Vous avez tous deux noms et, après le transpassage, vous hériterez même d’un troisième. Pour rappel, pour les incultes, le premier est votre nom personnel, celui qui vous identifie dans votre lignée. Il ne peut pas se répéter – toi le petit, Agolt, c’est bien ça ? Et bien jamais aucun de tes enfants, petits-enfants, arrière-petits-enfants ne s’appelleront Agolt, jamais ! – c’est une obligation instaurée par les orgènes ! mais pas par les Dieux, cela dit…

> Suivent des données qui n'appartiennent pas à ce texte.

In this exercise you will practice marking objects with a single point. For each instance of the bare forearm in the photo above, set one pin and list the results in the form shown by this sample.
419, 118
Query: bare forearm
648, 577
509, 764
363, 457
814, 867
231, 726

Ensuite : votre nom de lignée, celui que vos braves mères vous transmet par l’accouchement – ou nom-de-ventre, que certains utilisent parfois – il signe votre appartenance à une famille et tout son cortège d’ancêtres. Ainsi vous pouvez aisément repérer vos cousins, même éloignés.

Vous savez, par ailleurs, que si vous désirez ardemment épouser votre cousine, ou votre cousin, les orgènes risquent de vous tomber dessus ! Et là, gare ! Ça peut aller jusqu’aux colonnes !

Enfin : le nom de caste, accompagné du joli sceau castal, qui sera tamponné sur vos front – Bam ! impossible d’y échapper ; et en plus c’est douloureux ! – ça vous fait trois noms !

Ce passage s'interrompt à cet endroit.